Fires leave Red Cross hurting for cash

February 13, 2000|By KIMBERLY YAKOWSKI

Though it is in the business of helping others during crises, the Washington County Chapter of the American Red Cross is experiencing a problem of its own and is asking the public for financial assistance.

Director Cindy Blackstock Kline said the organization has spent $17,655 of the $20,000 budgeted for local disasters for the 2000 budget year, which ends June 30.

The Red Cross has responded locally to 16 fires this budget year, helping 32 families and a total of 92 people, she said.

Most recently, the Red Cross provided vouchers for food and clothing for the Reilly and Smith families who were displaced in a George Street fire Jan. 31.


Kline said she expects future expenses, including helping those families furnish new homes, will cost $4,000 or more, putting the agency's disaster relief budget in the red.

"We're getting a little frantic," said Kline.

Kline said it's been two or three years since Washington County has had such a high number of fires in which families have had such large losses.
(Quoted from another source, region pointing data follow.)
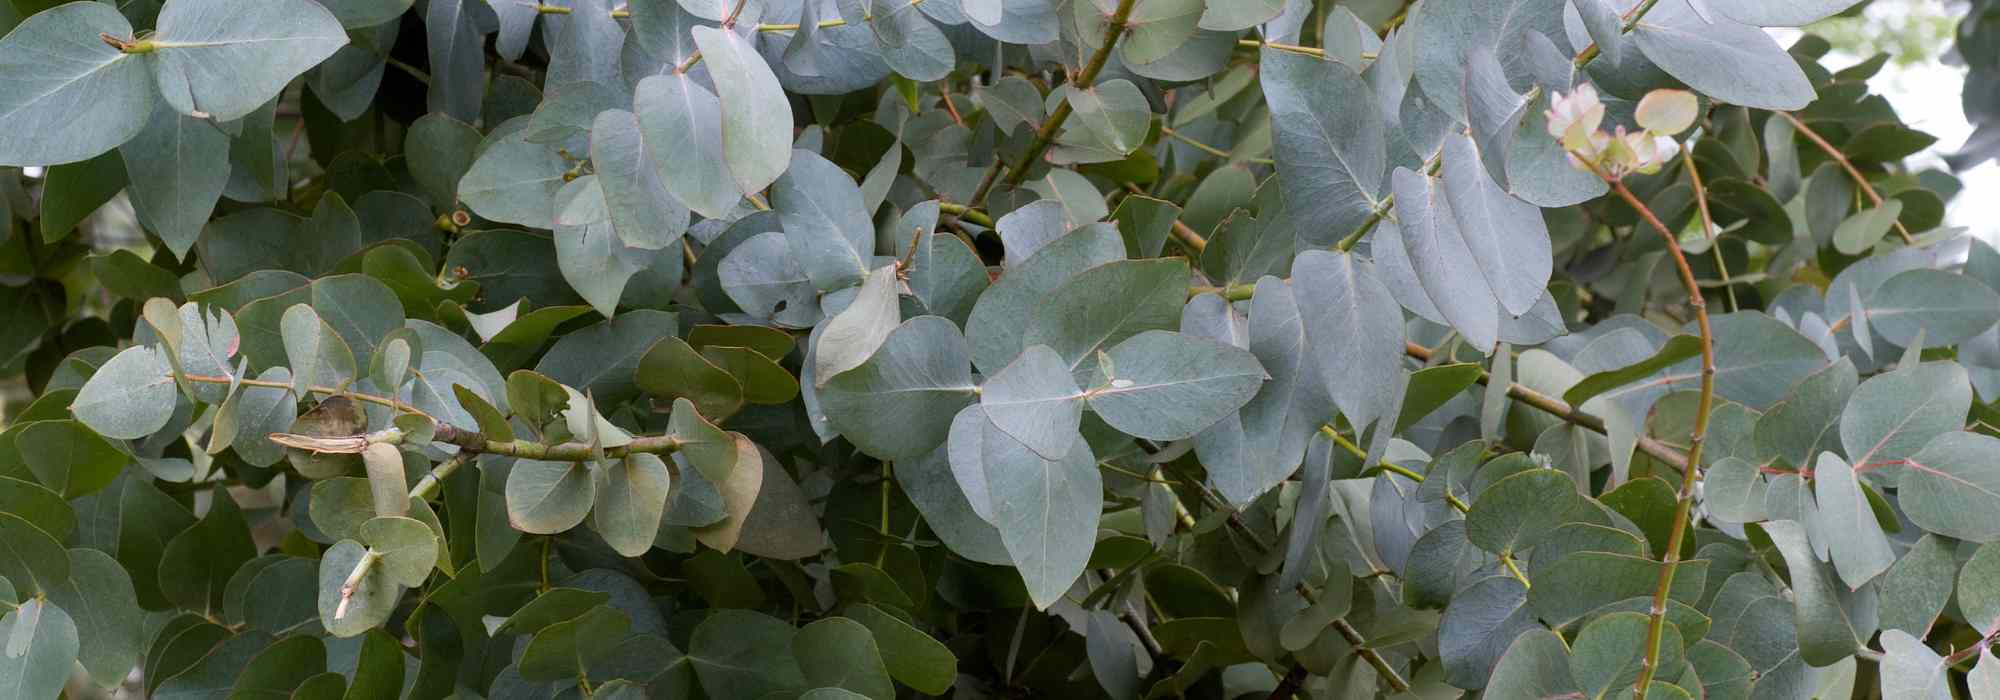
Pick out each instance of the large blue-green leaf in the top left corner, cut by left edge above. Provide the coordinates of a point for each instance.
(71, 97)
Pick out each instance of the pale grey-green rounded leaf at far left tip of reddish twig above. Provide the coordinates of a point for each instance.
(131, 397)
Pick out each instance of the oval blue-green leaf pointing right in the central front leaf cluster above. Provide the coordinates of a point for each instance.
(1169, 387)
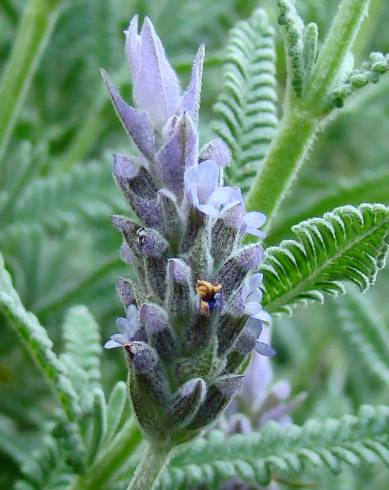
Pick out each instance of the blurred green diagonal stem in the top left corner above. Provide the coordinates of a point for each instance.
(34, 31)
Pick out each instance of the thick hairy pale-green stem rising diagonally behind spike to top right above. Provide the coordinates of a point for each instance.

She isn't sure how much money will be needed for disaster relief since there is no way to predict what disasters may strike, Kline said.

Donations of any amount will help, she said.
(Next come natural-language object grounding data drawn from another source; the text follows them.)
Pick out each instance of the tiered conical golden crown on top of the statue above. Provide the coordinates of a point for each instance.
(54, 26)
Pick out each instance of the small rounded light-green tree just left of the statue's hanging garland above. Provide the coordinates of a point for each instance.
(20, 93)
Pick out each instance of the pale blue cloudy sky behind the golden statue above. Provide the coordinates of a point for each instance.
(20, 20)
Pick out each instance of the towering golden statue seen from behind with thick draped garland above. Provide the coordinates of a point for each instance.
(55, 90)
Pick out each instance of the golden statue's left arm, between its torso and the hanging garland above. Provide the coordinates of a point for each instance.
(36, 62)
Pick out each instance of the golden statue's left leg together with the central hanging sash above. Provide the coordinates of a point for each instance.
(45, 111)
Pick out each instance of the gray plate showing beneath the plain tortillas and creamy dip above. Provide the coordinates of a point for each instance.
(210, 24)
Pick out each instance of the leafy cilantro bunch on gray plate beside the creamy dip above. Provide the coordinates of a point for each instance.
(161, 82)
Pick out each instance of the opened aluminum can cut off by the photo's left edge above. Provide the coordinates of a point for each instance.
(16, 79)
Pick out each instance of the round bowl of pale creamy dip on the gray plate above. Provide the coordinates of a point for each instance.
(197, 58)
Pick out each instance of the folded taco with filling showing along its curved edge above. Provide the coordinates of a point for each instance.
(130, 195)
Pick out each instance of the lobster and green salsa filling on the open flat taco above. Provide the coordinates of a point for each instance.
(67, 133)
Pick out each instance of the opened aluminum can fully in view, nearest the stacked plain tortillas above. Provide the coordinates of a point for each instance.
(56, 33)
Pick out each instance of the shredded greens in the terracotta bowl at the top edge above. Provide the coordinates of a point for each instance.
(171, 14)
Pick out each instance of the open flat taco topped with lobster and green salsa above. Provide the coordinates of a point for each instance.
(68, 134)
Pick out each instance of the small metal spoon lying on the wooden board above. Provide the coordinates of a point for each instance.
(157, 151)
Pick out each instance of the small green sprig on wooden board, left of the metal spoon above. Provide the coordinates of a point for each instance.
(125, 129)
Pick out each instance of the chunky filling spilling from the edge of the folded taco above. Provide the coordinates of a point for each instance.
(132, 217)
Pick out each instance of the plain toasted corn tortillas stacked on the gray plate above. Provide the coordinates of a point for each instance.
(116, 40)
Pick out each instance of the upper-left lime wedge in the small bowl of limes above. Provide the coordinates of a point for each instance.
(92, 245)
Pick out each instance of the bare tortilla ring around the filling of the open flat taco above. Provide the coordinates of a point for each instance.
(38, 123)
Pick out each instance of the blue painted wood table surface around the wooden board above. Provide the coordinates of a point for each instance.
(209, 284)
"The people in Washington County are so generous, we know that if we make them aware of our situation they will respond," said Kline.
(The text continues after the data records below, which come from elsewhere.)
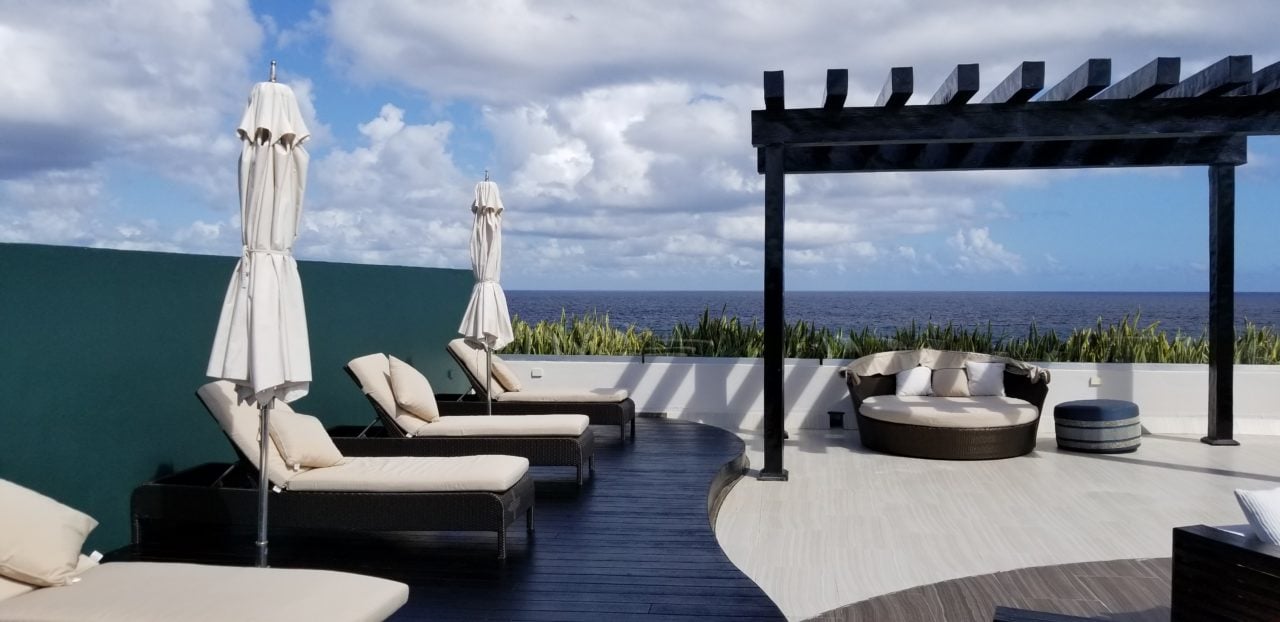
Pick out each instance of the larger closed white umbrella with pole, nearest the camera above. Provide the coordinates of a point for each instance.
(262, 341)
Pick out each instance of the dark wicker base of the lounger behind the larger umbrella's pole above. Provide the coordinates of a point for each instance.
(226, 496)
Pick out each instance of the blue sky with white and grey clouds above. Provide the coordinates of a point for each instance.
(618, 131)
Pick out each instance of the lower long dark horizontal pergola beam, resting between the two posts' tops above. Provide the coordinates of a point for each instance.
(1026, 155)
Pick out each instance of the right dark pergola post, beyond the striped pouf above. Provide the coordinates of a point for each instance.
(1222, 304)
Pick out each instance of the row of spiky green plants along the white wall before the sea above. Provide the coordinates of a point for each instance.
(1127, 341)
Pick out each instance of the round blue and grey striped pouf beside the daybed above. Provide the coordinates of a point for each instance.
(1098, 426)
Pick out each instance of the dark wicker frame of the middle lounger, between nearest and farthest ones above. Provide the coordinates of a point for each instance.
(390, 440)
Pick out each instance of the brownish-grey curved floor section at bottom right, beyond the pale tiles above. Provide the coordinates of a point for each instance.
(1130, 591)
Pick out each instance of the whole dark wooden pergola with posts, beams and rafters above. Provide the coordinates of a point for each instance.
(1151, 118)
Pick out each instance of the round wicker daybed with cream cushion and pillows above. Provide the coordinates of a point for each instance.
(945, 428)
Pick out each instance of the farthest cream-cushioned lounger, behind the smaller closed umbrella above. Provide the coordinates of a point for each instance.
(604, 406)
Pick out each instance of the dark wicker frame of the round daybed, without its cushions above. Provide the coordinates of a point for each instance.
(947, 443)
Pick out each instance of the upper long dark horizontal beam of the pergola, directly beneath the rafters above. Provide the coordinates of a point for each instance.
(1086, 121)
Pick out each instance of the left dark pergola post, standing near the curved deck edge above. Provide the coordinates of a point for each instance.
(775, 318)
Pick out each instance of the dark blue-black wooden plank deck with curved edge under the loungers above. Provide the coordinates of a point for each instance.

Otherwise, the agency may have to conduct additional fund-raisers, she said.

Donations can be designated for disaster relief and sent to the Washington County Chapter of the American Red Cross at 113 S. Prospect St., Hagerstown, MD 21740.

"(The Red Cross is) an invaluable resource," said Mike Weller, Hagerstown Fire Department Life Safety Educator. He praised the agency's quick response to disaster scenes and tireless efforts for the victims.

"They do a tremendous job and take the burden off us," by caring for the needs of the victims so firefighters can concentrate on putting out a blaze, he said.

The Red Cross is a United Way-funded agency, but United Way funds are not directly designated for local disaster relief, Kline said. The organization relies on the public for disaster-relief funds, she said.

Unlike such charitable organizations as Goodwill and the Salvation Army, the Red Cross does not accept donations of clothing or furniture, said Kline.

"We are not set up for that. We don't have the storage or means of cleaning the clothes," she said.

Sometimes generous Washington County residents get the organizations confused and she is forced to turn down such contributions, she said.

At a disaster scene, such as a fire or flood, Red Cross representatives provide for the victim's immediate needs such as shelter, food, clothing and medicine, if necessary.

Follow-up care is provided in some cases and can include purchasing furniture, bedding and food for new homes.

Vouchers for new clothing from the Red Cross provide more than clothes, she said.

"It aids our clients in recovering emotionally. In many cases people have lost everything and that can be devastating," she said. "They are entitled to be able to buy their own clothes, in their own sizes in styles they like."

Debbie Smith, who lost clothing, some furniture, bedding and other items in the George Street fire, said the Red Cross has been a big help.

"They were wonderful with everything," said Smith, who is temporarily staying with family. "It's really hard to rebuild your life and we appreciate what they've done."

Other Red Cross programs include blood donations, service to military families and transportation for veterans.